Я уже писала, что моя полутеатральная броская одежда была моим бунтом, мятежом, вызовом системе. Даже наши тугоумные вожди чувствовали - что-то здесь неспроста,
наряжена - как на сцене, не по-нашенски. Это в те годы Хрущев сказал мне с неким укором:
Вы слишком красиво одеты. Богато живете?.. Сложнее обстояло дело с шубами. Сколько ни танцуй
по клубам - Кларины меха не по карману. Так я исходила семь лет кряду по мерзлым снежным российским зимам в старом Митином каракулевом манто. Серые каракулевые шкурки совсем облезли, стерлись местами, образовав внушительные плешины. Мне пришлось прибегнуть к помощи театрального скорняка Миркина, перебравшего подыстлевший мех. Клиньями вшить в бока серое же шинельное сукно. Так и каракулевая шапочка выкроилась!..

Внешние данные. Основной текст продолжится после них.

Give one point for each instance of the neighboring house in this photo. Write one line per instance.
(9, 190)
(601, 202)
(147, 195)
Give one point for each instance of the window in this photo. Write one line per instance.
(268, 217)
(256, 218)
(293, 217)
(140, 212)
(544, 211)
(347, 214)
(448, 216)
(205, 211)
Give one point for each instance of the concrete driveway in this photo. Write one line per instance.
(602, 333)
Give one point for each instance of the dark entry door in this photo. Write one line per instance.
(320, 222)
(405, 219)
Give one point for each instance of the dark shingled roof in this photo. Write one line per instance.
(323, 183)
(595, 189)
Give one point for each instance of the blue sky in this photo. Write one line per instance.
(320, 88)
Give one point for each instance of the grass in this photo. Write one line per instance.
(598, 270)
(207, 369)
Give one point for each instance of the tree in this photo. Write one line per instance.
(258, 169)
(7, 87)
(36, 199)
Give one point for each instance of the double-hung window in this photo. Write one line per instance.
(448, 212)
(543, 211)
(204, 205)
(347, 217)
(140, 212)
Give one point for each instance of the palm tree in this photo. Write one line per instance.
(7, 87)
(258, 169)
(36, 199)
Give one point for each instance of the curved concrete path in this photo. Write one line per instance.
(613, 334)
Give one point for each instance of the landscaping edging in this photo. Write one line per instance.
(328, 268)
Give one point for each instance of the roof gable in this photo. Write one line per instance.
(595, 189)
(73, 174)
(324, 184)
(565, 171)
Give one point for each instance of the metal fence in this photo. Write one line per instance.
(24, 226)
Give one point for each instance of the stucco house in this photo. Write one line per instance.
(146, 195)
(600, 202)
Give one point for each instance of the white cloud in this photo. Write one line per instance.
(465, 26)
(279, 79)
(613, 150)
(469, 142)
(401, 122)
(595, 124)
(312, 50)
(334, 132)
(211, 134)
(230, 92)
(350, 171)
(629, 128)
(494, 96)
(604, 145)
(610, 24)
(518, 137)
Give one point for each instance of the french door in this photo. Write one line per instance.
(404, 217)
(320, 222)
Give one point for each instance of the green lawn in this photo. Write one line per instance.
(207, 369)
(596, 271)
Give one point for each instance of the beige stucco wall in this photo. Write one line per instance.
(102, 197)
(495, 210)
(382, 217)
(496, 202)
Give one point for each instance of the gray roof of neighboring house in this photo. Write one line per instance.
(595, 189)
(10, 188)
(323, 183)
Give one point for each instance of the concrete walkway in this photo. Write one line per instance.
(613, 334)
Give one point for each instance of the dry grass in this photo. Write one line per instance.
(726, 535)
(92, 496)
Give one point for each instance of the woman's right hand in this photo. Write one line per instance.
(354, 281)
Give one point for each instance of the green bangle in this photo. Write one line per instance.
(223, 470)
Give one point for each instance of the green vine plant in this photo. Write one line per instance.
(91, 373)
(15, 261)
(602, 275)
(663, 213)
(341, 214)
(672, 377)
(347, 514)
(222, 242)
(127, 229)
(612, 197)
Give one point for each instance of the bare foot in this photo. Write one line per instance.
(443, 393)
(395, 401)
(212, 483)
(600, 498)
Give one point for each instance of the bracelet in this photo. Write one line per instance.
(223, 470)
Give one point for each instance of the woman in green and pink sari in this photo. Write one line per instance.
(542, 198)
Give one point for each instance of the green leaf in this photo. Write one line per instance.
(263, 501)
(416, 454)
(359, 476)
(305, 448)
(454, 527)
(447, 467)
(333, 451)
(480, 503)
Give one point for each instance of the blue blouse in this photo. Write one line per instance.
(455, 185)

Люди числили меня модницей. Но ощущение моды, модности пришло ко мне куда позднее.
Вернувшись из Парижа - это был уже 66-й год, - где Надя Леже подарила мне опять же каракулевую, черную макси-шубу, прошитую кожаными аппликациями, и я, вырядившись в нее, вышла из дома на Горького, чтобы поймать такси, - первая же взбаламученная видом моим москвичка окрестила себя православным знамением и гневно взвизгнула:
О, Господи, греховница-то...
По части шубы-макси я была в Москве Христофором Колумбом.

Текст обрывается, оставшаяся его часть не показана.